Revision Rhinoplasty NY

doctor with notepad explaining to a patient

REVISION RHINOPLASTY, WHAT WENT WRONG IN THE FIRST PLACE?

NEW YORK, NY

This is the third in a series of blogs on revision rhinoplasty. Last week, I reviewed my upcoming publication in “Archives of Facial Plastic Surgery” which chronicles the most common reasons patients seek revision rhinoplasty and why so many revisions are necessary.  Now I will summarize what makes a nose look “fixed.” This is becoming more and more of a concern for patients since there is so much information (and misinformation) now available on both bad and good plastic surgery.  The following characteristics are the most common tell-tale signs that a nose has been over-done:

  • Pinched tip
  • Pulled up nostrils
  • Deep creases above the nostrils
  • Tip “knuckles” called bossae
  • Narrow middle third with a chevron shaped dent called an inverted-V deformity
  • Scooped out profile

There are patients with these kinds of noses all over the country. While it is easy to criticize these noses, many were created in the 60’s and 70’s when this nose was actually in fashion. Additionally, the rhinoplasty procedure back then all about reduced, reduce, reduce. Doctors did little grafting, so bumps were shaved down to meet the lowest point in the nose. Now, if the nose starts too low or the tip is weak and what we call under-projected, grafts can be added to build up around the hump. That way, less hump is removed and a more balanced, more elegant nose is the result.
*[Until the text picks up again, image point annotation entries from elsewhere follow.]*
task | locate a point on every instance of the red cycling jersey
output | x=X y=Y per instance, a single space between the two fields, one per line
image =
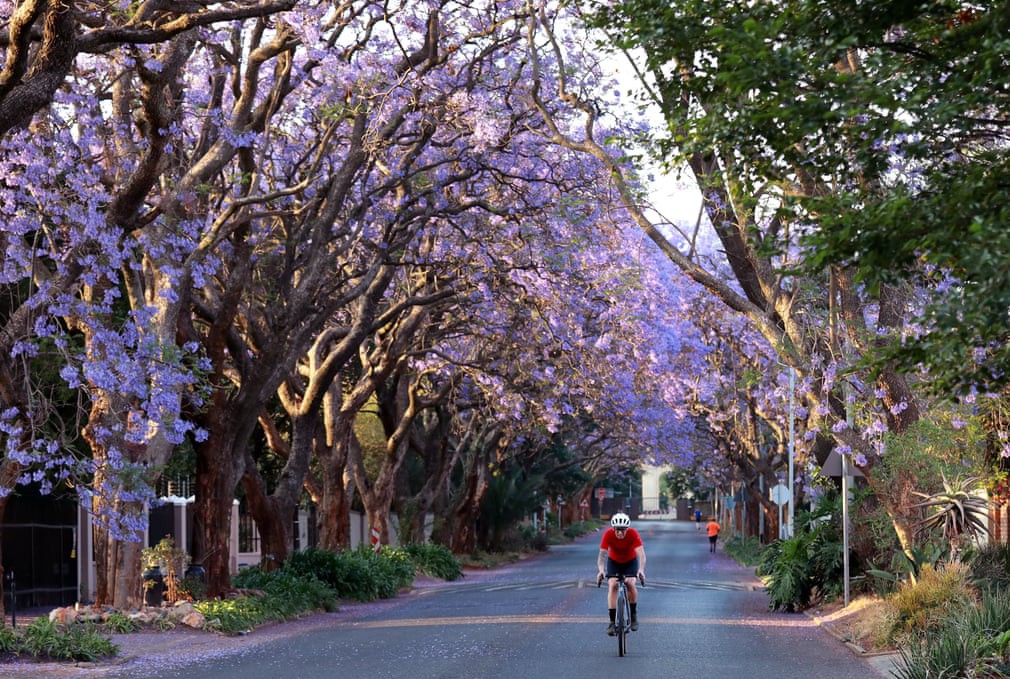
x=620 y=550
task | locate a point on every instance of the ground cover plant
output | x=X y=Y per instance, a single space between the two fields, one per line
x=46 y=641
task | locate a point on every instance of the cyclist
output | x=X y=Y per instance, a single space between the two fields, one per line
x=621 y=553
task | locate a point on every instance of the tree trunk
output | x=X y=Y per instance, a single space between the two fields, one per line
x=333 y=518
x=334 y=509
x=468 y=505
x=3 y=598
x=216 y=480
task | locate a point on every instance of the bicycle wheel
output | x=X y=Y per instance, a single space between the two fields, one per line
x=622 y=620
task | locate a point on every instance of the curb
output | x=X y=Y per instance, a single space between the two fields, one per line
x=882 y=661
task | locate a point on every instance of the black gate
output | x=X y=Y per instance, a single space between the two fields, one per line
x=39 y=550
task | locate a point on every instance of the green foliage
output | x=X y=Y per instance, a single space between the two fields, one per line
x=535 y=539
x=745 y=551
x=990 y=564
x=434 y=560
x=231 y=616
x=577 y=528
x=120 y=624
x=357 y=574
x=957 y=511
x=972 y=643
x=42 y=639
x=809 y=563
x=288 y=594
x=922 y=606
x=512 y=494
x=907 y=120
x=9 y=641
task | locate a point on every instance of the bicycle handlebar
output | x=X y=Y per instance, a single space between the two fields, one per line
x=640 y=578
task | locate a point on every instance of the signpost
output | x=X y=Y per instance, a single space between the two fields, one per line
x=781 y=495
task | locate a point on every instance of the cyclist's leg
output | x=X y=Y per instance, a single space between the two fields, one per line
x=612 y=571
x=631 y=571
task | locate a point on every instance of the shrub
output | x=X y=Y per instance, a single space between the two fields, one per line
x=232 y=616
x=744 y=550
x=810 y=562
x=967 y=645
x=434 y=560
x=288 y=594
x=357 y=574
x=42 y=639
x=535 y=540
x=920 y=607
x=9 y=641
x=120 y=624
x=990 y=564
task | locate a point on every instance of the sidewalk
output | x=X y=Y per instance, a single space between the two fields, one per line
x=882 y=662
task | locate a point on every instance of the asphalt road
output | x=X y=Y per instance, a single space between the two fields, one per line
x=702 y=615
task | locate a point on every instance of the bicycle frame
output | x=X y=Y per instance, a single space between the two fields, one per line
x=622 y=623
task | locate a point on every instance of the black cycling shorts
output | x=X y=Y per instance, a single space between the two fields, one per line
x=628 y=569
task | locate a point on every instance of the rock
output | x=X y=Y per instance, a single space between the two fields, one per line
x=195 y=619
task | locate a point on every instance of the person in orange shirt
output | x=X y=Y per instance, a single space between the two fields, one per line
x=713 y=534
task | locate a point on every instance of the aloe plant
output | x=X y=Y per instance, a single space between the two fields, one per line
x=956 y=511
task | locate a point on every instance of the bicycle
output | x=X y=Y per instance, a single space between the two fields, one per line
x=622 y=623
With my experience performing numerous revision rhinoplasties, I have learned what causes most of the abnormal findings that bring patients to my office for revisions. Rhinoplasty surgeons must be aware of all these potential consequences and what anatomic findings can lead to these problems if not recognized.

This is a comprehensive subject that could fill an entire chapter and more, but to summarize the highlights, starting from the tip up; nasal tip cartilages can be weak or strong. Each will react differently to surgery. Strong cartilages will maintain strength and can be shaped more easily. Weak cartilages can buckle and may need grafts to prevent over-narrowing.

The Middle third of the nose houses the internal nasal valve, the narrowest part of the airway. Removing a large hump and/or short nasal bones can lead to narrowing and the inverted-V deformity. Prophylactic spreader grafts can be used to prevent this over-narrowing.

Regarding the bony or top 1/3 of the nose; scooping out of the nose is more common when an osteotome or chisel is used to remove the bump, unless in very skilled hands.  With the exception of a very large bump, rasps are usually safer.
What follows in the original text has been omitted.